Rukeli Trollmann’s achievements as a sportsman and his tragic persecution were only acknowledged at a late stage. The Association of German Professional Boxers officially recognized him as the 1933 German light heavyweight champion in 2003. The city of Hanover opened a road called “Johann-Trollmann-Weg” one year later. A sports hall in Berlin-Kreuzberg was named after him in 2011 (photo left). There are further memorials in Berlin, Hanover, and Hamburg. Films and plays also remind us of Rukeli’s story today.
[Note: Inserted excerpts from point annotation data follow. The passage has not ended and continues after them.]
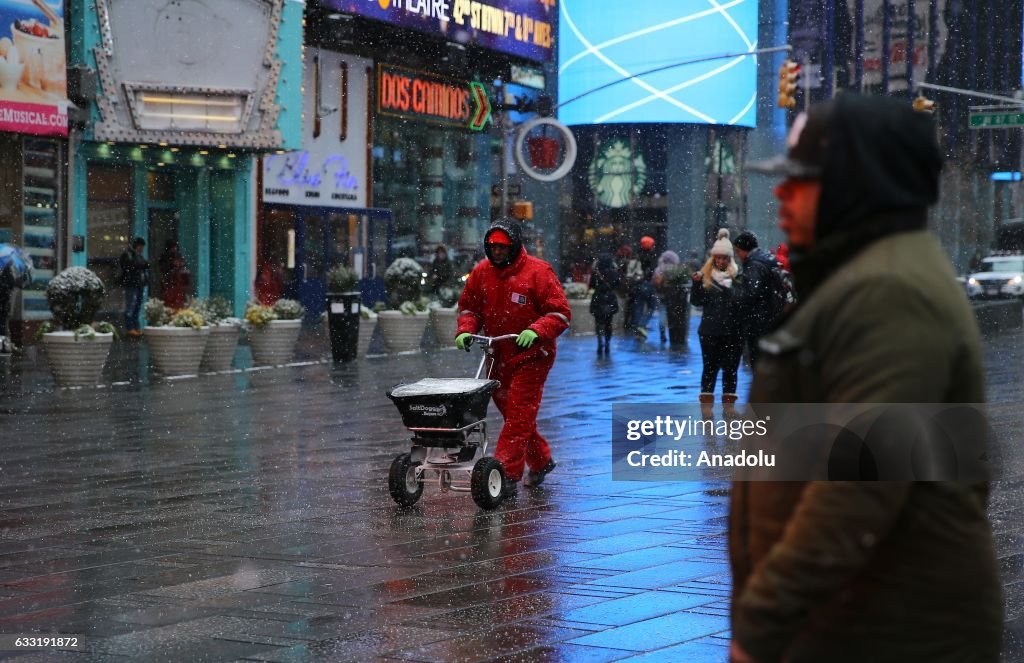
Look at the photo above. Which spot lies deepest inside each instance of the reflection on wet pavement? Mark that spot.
(247, 516)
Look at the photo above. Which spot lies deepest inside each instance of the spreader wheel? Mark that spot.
(487, 483)
(401, 482)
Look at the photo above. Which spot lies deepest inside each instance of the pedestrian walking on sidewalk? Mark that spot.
(890, 571)
(133, 274)
(668, 261)
(720, 330)
(643, 300)
(512, 292)
(760, 290)
(604, 303)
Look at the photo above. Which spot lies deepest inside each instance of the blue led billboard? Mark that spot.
(623, 39)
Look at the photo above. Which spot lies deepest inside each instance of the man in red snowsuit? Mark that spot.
(514, 293)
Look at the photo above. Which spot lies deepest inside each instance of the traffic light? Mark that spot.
(787, 84)
(924, 105)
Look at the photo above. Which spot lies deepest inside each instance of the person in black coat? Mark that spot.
(134, 272)
(754, 290)
(604, 304)
(721, 329)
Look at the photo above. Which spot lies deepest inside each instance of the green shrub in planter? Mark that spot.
(448, 296)
(402, 282)
(186, 318)
(341, 279)
(289, 309)
(75, 296)
(156, 313)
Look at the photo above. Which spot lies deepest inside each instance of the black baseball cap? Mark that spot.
(808, 144)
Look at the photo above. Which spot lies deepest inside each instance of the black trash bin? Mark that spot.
(677, 305)
(343, 320)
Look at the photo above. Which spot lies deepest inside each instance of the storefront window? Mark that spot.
(111, 210)
(436, 181)
(41, 210)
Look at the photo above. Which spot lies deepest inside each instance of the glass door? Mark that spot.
(111, 211)
(311, 274)
(41, 209)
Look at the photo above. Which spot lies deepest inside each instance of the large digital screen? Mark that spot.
(33, 69)
(616, 45)
(518, 27)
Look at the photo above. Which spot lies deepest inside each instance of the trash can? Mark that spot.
(343, 321)
(677, 306)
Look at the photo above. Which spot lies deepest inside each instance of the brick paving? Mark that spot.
(246, 516)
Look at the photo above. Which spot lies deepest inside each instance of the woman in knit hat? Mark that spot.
(721, 330)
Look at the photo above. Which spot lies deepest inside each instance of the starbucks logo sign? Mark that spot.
(616, 174)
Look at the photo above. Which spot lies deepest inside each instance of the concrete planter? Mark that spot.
(583, 322)
(273, 343)
(445, 323)
(77, 361)
(220, 347)
(402, 333)
(367, 329)
(176, 350)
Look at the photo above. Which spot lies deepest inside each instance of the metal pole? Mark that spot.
(886, 38)
(909, 47)
(858, 58)
(506, 149)
(933, 37)
(828, 63)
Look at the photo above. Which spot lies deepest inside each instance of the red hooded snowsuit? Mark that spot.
(526, 294)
»Rukeli’s fate is better-known abroad than in Germany and he enjoys much wider recognition than here. There are numerous exhibitions and even statues for him, especially in the USA and Canada.«
Persecuted as a “gypsy”
Rukeli married in Berlin in June 1935 and had a daughter in the same year. The enactment of the Nuremberg Race Laws on September 15, 1935, marked the start of a severe ordeal for him, as well as for all Sinti and Roma. Rukeli underwent forced sterilization at the end of December 1935. In 1938, he divorced his wife to protect her and their daughter. He was detained at the Hannover-Ahlem labor camp for several months and was drafted into the German army for military service in 1939. Rukeli fought in Poland, Belgium, France, and on the Eastern Front, where he was wounded. In February 1942, he, like all “gypsies”, was discharged from the Wehrmacht for “racial reasons.” The Gestapo arrested him once again in Hanover in June 1942.
Forced to box
Rukeli was taken to Neuengamme concentration camp, where he not only had to perform the toughest forced labor, but was also constantly ordered to compete in boxing matches in the evenings. He died on February 9, 1943 – according to the original death certificate at the Arolsen Archives, due to “heart and circulatory failure with bronchopneumonia”. Over 20 years later, however, one of his fellow inmates made a witness statement that brought the truth to light. The man claimed to have himself witnessed Rukeli being bullied, tortured, and finally beaten to death with a club at the Wittenberge sub-camp by a kapo (concentration camp inmate with a supervisory role) who had been beaten by Rukeli during a boxing match. This document is also stored at the Arolsen Archives.